Now I finetune the models, current folder is /content/fine/kirilov, so database.yml is taken from the current directory:
!pyannote-audio sad train --pretrained=sad_dihard --subset=train --to=1 --parallel=4 "/content/fine/sad" IK.SpeakerDiarization.kirilov
!pyannote-audio scd train --pretrained=scd_dihard --subset=train --to=1 --parallel=4 "/content/fine/scd" IK.SpeakerDiarization.kirilov
!pyannote-audio emb train --pretrained=emb_voxceleb --subset=train --to=1 --parallel=4 "/content/fine/emb" IK.SpeakerDiarization.kirilov
Output looks like:
Using cache found in /root/.cache/torch/hub/pyannote_pyannote-audio_develop
Loading labels: 0file [00:00, ?file/s]/usr/local/lib/python3.6/dist-packages/pyannote/database/protocol/protocol.py:128: UserWarning:
Existing key "annotation" may have been modified.
Loading labels: 1file [00:00, 20.49file/s]
/usr/local/lib/python3.6/dist-packages/pyannote/audio/train/trainer.py:128: UserWarning:
Did not load optimizer state (most likely because current training session uses a different loss than the one used for pre-training).

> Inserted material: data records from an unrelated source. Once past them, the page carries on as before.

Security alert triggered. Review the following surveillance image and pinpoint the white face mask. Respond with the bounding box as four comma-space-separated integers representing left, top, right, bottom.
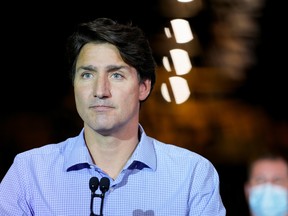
249, 184, 288, 216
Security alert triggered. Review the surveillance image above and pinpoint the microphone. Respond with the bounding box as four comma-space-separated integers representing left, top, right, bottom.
89, 177, 110, 216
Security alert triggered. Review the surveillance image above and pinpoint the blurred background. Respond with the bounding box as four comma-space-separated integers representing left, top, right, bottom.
0, 0, 288, 216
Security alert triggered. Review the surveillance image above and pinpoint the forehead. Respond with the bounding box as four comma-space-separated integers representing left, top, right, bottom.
251, 159, 288, 177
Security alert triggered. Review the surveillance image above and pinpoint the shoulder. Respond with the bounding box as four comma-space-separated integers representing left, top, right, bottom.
152, 138, 212, 166
15, 137, 75, 161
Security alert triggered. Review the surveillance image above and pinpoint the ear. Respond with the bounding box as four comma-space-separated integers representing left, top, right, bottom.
139, 79, 151, 101
244, 182, 250, 200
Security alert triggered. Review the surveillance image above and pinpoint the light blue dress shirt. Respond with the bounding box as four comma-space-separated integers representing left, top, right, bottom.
0, 125, 226, 216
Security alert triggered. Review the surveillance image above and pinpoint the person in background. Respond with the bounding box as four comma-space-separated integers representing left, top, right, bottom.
0, 18, 226, 216
244, 152, 288, 216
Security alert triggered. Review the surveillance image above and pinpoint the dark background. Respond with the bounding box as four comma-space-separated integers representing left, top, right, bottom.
0, 0, 288, 216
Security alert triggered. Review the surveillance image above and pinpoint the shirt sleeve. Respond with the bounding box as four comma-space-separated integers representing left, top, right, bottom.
189, 159, 226, 216
0, 156, 33, 216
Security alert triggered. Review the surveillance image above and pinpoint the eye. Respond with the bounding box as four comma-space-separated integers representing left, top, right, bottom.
81, 72, 93, 79
111, 73, 124, 79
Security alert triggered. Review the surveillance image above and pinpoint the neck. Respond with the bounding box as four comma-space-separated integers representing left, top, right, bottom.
85, 127, 139, 179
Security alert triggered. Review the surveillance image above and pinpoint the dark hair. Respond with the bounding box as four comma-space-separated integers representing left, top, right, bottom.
66, 18, 156, 98
247, 151, 288, 179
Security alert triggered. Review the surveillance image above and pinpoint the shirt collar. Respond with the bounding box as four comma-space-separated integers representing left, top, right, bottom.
64, 124, 156, 171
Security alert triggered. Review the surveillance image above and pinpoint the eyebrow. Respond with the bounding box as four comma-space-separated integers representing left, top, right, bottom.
77, 65, 129, 71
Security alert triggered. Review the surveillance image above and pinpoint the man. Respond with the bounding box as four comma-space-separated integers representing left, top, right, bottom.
244, 153, 288, 216
0, 18, 226, 216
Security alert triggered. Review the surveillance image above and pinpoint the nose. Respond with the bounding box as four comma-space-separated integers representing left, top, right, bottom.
94, 74, 110, 98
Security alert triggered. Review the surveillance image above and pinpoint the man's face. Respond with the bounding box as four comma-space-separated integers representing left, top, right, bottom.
74, 43, 151, 135
249, 159, 288, 188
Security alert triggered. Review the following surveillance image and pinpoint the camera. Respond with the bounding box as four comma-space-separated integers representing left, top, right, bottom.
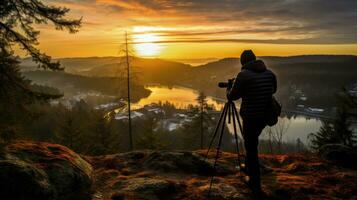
218, 78, 234, 88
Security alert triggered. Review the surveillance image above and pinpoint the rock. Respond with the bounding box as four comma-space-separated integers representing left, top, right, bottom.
319, 144, 357, 167
0, 141, 93, 200
144, 151, 232, 175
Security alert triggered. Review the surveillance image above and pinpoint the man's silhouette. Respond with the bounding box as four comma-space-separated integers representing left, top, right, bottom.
227, 50, 277, 192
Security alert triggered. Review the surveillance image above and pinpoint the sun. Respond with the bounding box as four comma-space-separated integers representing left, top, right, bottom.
133, 33, 163, 57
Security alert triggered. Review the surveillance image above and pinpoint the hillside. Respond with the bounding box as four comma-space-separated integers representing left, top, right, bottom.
0, 141, 357, 200
22, 55, 357, 108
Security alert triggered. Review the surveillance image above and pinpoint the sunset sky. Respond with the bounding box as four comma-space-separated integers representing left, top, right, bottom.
27, 0, 357, 59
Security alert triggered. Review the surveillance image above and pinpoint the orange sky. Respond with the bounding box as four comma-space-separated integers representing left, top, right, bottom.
17, 0, 357, 59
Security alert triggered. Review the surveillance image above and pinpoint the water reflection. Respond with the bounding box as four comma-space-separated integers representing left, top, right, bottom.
132, 86, 224, 110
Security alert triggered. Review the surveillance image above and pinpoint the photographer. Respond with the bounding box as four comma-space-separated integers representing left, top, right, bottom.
227, 50, 277, 194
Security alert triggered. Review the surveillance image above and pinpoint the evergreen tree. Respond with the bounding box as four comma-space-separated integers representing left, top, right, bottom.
56, 110, 83, 151
84, 112, 117, 155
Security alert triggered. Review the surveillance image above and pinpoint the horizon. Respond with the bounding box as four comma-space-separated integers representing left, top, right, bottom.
15, 0, 357, 60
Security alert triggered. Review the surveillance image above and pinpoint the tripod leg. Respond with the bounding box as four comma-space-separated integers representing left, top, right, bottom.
228, 101, 233, 124
231, 102, 241, 169
208, 103, 229, 196
206, 103, 228, 158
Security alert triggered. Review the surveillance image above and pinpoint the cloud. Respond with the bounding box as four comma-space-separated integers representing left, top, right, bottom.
51, 0, 357, 44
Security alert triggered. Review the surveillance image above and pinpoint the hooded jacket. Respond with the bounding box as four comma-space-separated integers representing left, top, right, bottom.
227, 60, 277, 118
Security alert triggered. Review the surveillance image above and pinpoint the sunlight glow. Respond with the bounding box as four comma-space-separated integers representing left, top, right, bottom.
133, 33, 163, 57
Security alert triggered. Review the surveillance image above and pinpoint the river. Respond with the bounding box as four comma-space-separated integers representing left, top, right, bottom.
132, 86, 322, 143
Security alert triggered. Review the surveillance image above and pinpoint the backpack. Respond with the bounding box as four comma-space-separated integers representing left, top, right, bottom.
265, 96, 282, 126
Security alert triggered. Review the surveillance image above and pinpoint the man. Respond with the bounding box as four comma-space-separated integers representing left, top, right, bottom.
227, 50, 277, 193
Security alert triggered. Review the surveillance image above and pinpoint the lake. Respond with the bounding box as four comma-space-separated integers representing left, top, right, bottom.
132, 86, 322, 143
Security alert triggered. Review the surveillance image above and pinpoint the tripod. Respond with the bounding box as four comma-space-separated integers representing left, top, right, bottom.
206, 100, 242, 196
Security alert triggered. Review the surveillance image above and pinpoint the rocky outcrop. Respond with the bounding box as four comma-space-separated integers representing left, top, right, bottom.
0, 141, 93, 200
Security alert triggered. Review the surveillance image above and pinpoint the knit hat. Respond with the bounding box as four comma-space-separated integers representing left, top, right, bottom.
240, 50, 257, 65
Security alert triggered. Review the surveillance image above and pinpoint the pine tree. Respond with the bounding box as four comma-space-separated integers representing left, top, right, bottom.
0, 0, 81, 141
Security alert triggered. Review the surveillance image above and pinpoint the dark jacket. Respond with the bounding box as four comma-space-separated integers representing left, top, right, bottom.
227, 60, 277, 118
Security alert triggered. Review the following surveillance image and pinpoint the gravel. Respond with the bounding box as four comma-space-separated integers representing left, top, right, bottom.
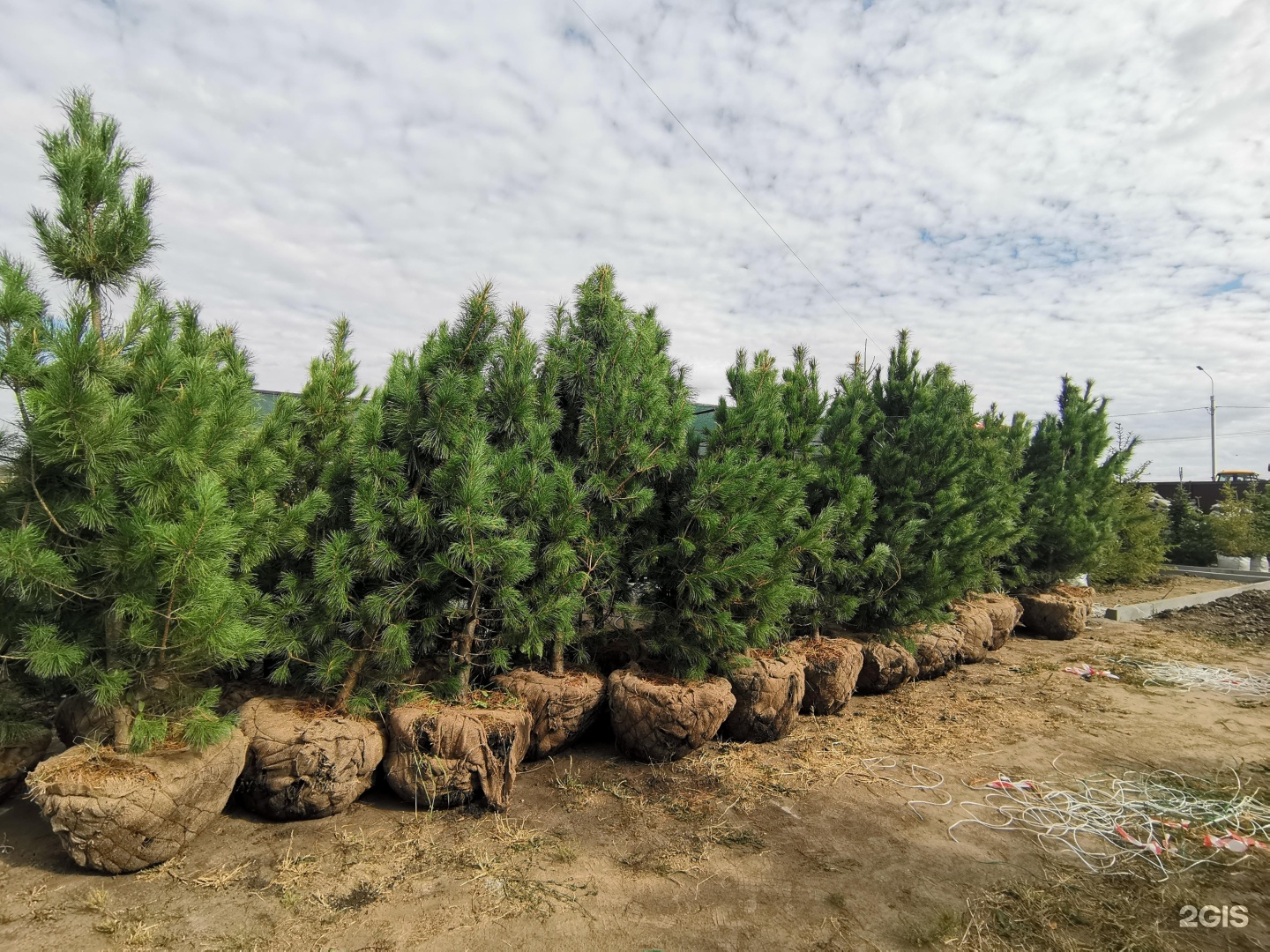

2020-06-19 15:35:26.763592: I tensorflow/stream_executor/platform/default/dso_loader.cc:44] Successfully opened dynamic library libcudart.so.10.1
Training: 0%| | 0/1 [00:00<?, ?epoch/s]
Epoch pyannote/pyannote-database#1: 0%| | 0/29 [00:00<?, ?batch/s]
Epoch pyannote/pyannote-database#1: 0%| | 0/29 [00:00<?, ?batch/s, loss=0.676]
Epoch pyannote/pyannote-database#1: 3%|▋ | 1/29 [00:00<00:26, 1.04batch/s, loss=0.676]
Etc.
And try to run pipeline with new .pt's:
import os
import torch
from pyannote.audio.pipeline import SpeakerDiarization
pipeline = SpeakerDiarization(embedding = "/content/fine/emb/train/IK.SpeakerDiarization.kirilov.train/weights/0001.pt",
sad_scores = "/content/fine/sad/train/IK.SpeakerDiarization.kirilov.train/weights/0001.pt",
scd_scores = "/content/fine/scd/train/IK.SpeakerDiarization.kirilov.train/weights/0001.pt",
method= "affinity_propagation")
#params from dia_dihard\train\X.SpeakerDiarization.DIHARD_Official.development\params.yml
pipeline.load_params("/content/drive/My Drive/pyannote/params.yml")
FILE = {'audio': "/content/groundtruth/new.wav"}
diarization = pipeline(FILE)
diarization
The result is that for my new.wav the whole audio is recognized as speaker talking without pauses. So I assume that the models were broken. And it does not matter if I train for 1 epoch or for 100.
In case I use:
- 0000.pt - I assume these are the original models
pipeline = SpeakerDiarization(embedding = "/content/fine/emb/train/IK.SpeakerDiarization.kirilov.train/weights/0000.pt",
sad_scores = "/content/fine/sad/train/IK.SpeakerDiarization.kirilov.train/weights/0000.pt",
scd_scores = "/content/fine/scd/train/IK.SpeakerDiarization.kirilov.train/weights/0000.pt",
method= "affinity_propagation")
or
- weights from original models
pipeline = SpeakerDiarization(embedding = "/content/drive/My Drive/pyannote/emb_voxceleb/train/X.SpeakerDiarization.VoxCeleb.train/weights/0326.pt",
sad_scores = "/content/drive/My Drive/pyannote/sad_dihard/sad_dihard/train/X.SpeakerDiarization.DIHARD_Official.train/weights/0231.pt",
scd_scores = "/content/drive/My Drive/pyannote/scd_dihard/train/X.SpeakerDiarization.DIHARD_Official.train/weights/0421.pt",
method= "affinity_propagation")
everything is ok and the result is similar to
pipeline = torch.hub.load('pyannote/pyannote-audio', 'dia_dihard')
FILE = {'audio': "/content/groundtruth/new.wav"}
diarization = pipeline(FILE)
diarization
Could you please advise what could be wrong with my training\finetuning process?